Experts say a BLU-26 CBU (cluster bombs unit) contains 670 bombies, each of which has 200 to 300 fragments. One fragment can fly hundreds of meters if exploded, to kill and injure randomly. Thus, one cluster bomb unit can destroy at least three football pitches. Children and farmers are particularly at risk.

“We all knew it was dangerous to touch it” Ya Vue recalled. “But when one friend did, nothing happened. So we thought this one might be okay” A boy threw the bombie into a fishpond but this time it exploded. Two brothers, including the boy who threw it, were killed on the spot while three others were injured. “We were bloody faced” he says. “My friends fell down. But I didn’t know they were killed. One villager told me afterwards that they were dead. I’m so sad”

About 300 casualties per year are reported but it is difficult to know the exact number because hardly any cases from the remote areas are reported, said Jo Pereira, Project Coordinator of COPE (Cooperative Orthotic & Prosthetic Enterprise), which helps cluster bomb victims.

Laos was the first country where cluster bombs were used ‘systematically’. Statistically speaking, it was bombed every eight minutes from 1964 to 1973, the period of the CIA-waged secret war against the then-neutral nation. Two million tons of bombs, among them more than 270 million cluster bomblets, were air-dropped with an average failure rate of 30 percent. When the war ended, as many as 80 million bomblets remained unexploded. The UXOs threaten all aspects of people’s lives in almost every province, as 15 out of 17 provinces have officially been declared contaminated by UXOs.

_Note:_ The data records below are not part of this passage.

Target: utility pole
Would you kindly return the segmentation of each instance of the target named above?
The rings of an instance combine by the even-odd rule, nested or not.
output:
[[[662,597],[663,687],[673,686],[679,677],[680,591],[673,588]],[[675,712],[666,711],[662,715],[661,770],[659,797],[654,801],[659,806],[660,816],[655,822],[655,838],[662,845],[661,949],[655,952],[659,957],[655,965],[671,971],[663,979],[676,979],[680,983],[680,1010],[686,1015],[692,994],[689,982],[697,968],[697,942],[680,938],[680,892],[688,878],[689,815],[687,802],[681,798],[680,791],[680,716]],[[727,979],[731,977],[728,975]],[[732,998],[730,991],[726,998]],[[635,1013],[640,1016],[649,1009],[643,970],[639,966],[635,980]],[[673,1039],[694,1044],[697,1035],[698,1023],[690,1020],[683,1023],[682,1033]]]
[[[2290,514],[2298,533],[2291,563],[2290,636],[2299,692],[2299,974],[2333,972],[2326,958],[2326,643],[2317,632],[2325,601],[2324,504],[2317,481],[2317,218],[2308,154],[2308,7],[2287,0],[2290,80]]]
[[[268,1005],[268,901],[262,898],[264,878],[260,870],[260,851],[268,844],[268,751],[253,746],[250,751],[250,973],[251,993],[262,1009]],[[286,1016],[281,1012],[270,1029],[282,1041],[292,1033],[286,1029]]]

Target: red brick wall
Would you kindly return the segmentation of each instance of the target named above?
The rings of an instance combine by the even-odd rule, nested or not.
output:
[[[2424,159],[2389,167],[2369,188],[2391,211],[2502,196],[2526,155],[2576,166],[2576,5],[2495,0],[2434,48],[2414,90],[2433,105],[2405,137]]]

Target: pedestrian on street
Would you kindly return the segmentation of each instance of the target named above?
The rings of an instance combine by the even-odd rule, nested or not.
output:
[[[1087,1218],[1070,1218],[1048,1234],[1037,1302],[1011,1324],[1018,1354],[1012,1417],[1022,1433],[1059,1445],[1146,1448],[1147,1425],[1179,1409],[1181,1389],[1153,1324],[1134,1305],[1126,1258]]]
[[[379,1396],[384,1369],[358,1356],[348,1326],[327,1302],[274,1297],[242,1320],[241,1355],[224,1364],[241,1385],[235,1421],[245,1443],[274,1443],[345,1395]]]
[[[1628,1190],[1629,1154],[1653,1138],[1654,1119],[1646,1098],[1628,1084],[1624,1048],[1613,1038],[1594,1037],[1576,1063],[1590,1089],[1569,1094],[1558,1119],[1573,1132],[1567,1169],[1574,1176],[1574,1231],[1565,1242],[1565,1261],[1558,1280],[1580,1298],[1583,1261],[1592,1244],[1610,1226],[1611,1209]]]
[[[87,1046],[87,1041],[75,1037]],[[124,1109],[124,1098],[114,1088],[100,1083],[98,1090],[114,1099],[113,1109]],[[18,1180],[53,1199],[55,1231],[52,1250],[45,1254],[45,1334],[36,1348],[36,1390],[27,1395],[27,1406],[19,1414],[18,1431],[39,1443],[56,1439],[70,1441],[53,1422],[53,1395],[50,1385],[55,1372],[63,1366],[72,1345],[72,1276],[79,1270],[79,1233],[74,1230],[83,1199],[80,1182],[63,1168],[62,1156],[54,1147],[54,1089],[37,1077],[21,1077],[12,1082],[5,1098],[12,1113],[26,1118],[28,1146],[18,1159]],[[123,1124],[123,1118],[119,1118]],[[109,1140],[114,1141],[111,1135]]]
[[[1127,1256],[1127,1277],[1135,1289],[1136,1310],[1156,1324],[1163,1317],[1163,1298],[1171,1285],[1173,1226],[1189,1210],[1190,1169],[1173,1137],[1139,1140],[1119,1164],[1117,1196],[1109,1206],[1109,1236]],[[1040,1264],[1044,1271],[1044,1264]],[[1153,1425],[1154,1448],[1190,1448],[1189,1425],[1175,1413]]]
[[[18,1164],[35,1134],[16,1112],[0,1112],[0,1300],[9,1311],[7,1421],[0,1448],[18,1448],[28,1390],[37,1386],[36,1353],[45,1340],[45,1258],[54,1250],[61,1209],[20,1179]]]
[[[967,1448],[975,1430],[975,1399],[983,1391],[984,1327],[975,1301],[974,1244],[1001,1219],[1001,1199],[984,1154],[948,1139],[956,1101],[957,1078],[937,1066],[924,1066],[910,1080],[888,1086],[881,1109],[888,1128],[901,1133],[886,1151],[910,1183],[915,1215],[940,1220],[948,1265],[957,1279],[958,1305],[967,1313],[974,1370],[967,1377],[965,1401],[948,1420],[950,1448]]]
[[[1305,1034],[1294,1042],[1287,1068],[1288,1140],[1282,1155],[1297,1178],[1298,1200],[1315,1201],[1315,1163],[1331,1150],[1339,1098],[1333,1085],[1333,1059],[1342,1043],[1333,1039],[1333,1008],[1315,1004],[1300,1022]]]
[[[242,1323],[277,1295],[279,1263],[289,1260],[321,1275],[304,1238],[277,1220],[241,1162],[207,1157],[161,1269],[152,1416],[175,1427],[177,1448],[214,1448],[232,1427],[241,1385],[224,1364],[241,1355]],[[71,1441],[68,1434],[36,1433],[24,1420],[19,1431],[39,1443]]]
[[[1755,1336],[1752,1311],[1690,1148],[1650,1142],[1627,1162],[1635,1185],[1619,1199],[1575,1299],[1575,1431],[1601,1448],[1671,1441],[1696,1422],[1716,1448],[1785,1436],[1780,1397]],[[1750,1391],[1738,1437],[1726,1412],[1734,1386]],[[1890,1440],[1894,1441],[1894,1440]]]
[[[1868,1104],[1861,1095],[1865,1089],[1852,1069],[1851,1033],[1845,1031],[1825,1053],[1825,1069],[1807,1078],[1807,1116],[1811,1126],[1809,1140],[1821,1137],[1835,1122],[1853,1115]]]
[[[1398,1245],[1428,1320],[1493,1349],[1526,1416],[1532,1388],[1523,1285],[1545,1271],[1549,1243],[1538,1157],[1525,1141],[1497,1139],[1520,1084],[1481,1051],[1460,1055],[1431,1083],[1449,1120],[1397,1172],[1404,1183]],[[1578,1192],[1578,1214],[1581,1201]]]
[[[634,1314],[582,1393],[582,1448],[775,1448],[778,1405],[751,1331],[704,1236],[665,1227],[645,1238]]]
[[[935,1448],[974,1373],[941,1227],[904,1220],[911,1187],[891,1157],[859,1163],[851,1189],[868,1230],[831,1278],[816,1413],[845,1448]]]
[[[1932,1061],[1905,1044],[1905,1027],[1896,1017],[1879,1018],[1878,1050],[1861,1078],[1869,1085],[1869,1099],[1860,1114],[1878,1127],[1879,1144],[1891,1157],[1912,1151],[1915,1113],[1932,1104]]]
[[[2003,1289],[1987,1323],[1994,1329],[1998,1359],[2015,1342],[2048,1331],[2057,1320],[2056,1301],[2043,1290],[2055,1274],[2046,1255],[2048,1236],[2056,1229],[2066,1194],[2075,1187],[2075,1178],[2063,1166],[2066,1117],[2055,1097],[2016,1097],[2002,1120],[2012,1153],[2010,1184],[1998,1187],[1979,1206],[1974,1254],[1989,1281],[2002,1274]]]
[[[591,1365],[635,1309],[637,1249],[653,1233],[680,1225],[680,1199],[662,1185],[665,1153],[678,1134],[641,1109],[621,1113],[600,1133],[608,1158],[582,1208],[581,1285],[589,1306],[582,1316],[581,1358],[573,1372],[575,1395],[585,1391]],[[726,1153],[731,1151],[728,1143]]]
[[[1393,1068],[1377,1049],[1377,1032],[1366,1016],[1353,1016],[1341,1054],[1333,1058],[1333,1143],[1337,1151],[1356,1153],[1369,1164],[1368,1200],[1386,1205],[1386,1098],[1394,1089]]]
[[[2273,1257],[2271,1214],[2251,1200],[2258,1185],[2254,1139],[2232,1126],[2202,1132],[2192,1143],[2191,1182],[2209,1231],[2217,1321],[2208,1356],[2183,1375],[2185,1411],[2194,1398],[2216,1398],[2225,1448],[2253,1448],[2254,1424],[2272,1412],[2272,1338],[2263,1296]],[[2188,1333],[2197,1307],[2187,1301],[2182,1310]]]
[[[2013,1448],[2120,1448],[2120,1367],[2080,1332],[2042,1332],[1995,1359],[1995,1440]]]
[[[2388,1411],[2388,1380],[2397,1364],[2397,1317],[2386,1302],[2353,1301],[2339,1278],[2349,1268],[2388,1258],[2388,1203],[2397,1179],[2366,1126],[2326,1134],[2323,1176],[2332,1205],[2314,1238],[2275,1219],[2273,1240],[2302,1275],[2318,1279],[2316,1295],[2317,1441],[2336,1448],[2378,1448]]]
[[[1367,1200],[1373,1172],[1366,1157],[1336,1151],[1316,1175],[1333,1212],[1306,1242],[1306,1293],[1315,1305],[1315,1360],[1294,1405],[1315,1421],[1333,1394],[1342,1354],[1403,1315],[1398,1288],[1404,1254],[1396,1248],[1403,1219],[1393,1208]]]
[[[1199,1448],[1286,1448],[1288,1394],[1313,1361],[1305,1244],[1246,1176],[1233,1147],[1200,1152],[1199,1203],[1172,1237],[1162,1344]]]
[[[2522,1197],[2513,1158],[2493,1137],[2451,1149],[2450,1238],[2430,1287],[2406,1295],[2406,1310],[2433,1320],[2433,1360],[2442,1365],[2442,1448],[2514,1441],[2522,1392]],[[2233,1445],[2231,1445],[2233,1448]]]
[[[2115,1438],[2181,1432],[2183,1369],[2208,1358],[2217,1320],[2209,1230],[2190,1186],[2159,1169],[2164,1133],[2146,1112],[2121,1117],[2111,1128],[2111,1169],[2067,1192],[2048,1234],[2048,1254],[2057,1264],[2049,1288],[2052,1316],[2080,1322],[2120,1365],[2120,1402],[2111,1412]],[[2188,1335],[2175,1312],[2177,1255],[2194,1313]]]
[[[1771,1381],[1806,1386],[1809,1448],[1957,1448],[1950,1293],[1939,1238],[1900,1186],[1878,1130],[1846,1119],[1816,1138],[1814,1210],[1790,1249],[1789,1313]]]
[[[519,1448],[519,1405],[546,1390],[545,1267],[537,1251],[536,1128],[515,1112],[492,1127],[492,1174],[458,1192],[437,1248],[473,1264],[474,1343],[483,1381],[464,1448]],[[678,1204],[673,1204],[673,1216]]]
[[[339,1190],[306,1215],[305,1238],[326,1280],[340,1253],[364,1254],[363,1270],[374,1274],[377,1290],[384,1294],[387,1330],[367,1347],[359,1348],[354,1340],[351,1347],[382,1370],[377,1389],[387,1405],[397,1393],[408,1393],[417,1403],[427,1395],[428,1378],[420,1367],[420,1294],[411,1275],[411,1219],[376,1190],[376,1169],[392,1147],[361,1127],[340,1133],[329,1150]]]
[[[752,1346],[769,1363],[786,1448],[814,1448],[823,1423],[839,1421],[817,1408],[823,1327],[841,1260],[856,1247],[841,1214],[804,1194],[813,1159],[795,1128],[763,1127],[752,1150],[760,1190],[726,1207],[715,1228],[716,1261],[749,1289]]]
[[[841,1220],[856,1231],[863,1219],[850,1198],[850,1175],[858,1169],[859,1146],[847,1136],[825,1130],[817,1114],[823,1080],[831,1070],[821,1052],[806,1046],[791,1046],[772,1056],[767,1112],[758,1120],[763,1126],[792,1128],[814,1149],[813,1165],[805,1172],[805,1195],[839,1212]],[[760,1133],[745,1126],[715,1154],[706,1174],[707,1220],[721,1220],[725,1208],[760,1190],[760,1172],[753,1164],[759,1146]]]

The tragedy is enormous. About 80 percent of the country’s farmland is marked by UXOs, and agriculture is the people’s main livelihood. A quarter of all villages are contaminated.

This horrible legacy was ignored until the mid-1990s, when international NGOs and the Laotian government, helped by an international fund, launched clearance operations. Since then an estimated 0.5 to 0.9 percent of the UXOs have been cleared, though it’s impossible to know for sure. Experts agree, however, that clearing most of them would take well over a thousand years, unless dramatic progress is made in clearance technology. Perhaps the country will remain contaminated forever. Dogs trained to detect UXOs smell so much of it, that they don’t know where to start.

On a chilly day in Xieng Khong province, a unit from UXO Lao, a national clearance agency, was heading for a field, almost next to a school. The team operates with and is funded by Japan Mine Action Service, JMAS. “People used to grow potatoes here” said JMAS staffer Manophet Mouidouangdy. “They kept finding bombies and asked us to clear them. That’s why we’re here” Since Oct. 6, 240 UXOs were cleared. Today, six bombies will be added to that total.

It is long, delicate and risky work. First, the explosives have to be detected with extreme caution. According to the team, the best detector, the German-made Ebinger UPEX 740M, could detect bombies 10 centimeters underground. Big bombs could be located as much as 2 meters down. “Most of bombies are less than 10 centimeters underground” according to UXO Lao. “But there could be some deeper than that”

After detection, the locations are marked and then TNT is placed on the site. The staff warns villagers, schoolchildren and passersby to stay away from the field. Finally, the detonator is activated and the explosion comes with a great shudder. Another six bombies are gone. Nobody can be sure there aren’t more nearby.